The modern age


Salo Baron: “The Modern Age”
In the excerpts presented in Glatzer from Salo Baron’s essay, “The Modern Age,” Baron describes his vision for the future of American Jewry. He questions whether an outbreak of anti-semitism will ultimately bring an end to Jewish life in America or, whether the American political system is such that that would be difficult. He says that some argue that an economic depression would once again make American Jewry what they had been so many times before, a scapegoat. Yet, his answer to that claim is,”while it is possible that some cataclismic anti-Jewish upheaval might some day put an end to American Jewry, it does not appear likely,” (Baron, 735). He also dismantles the claim that such an “upheaval” would be the result of a low economic period, citing examples in American history where inspite of a recession, anti-Semitism did not become more prevalent.
He goes on to warn America’s Jews that assimilation will not free them of their Jewishness. Regardless of what they absorb fromt the surrounding culture or how devoted they are to their nation, ultimately others will still see them as Jews. He says that those who opt to ignore their past will not shed themselves of their Jewishness, but rather suffer all of its misfortunes, without benefiting from its “magnificent heritage,” (Baron, 736). For this too he cites examples from the Jewish past, the most obvious one, being that this essay was written in 1956, was German Jewry and the Holocaust.
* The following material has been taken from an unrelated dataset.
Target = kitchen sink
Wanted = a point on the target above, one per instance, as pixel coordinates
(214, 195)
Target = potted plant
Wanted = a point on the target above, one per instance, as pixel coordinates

Ultimately, Baron questions what American Jewry will have become in one century, being that neither complete assimilation, nor an anti-Semitic upheaval, are likely scenarios. He does not give an answer. What he says instead is that the Jewish community in America must focus on quality, not quantity. They must stop concentrating on material things and instead work to develop their Jewish culture which was so quickly deteriorating. Interestingly, Maimonides had argued precisely the same thing eight centuries earlier. Baron’s final contention is that American Jewry needs leadership. They need people to shape the cultural, social and religious future of Diaspora life.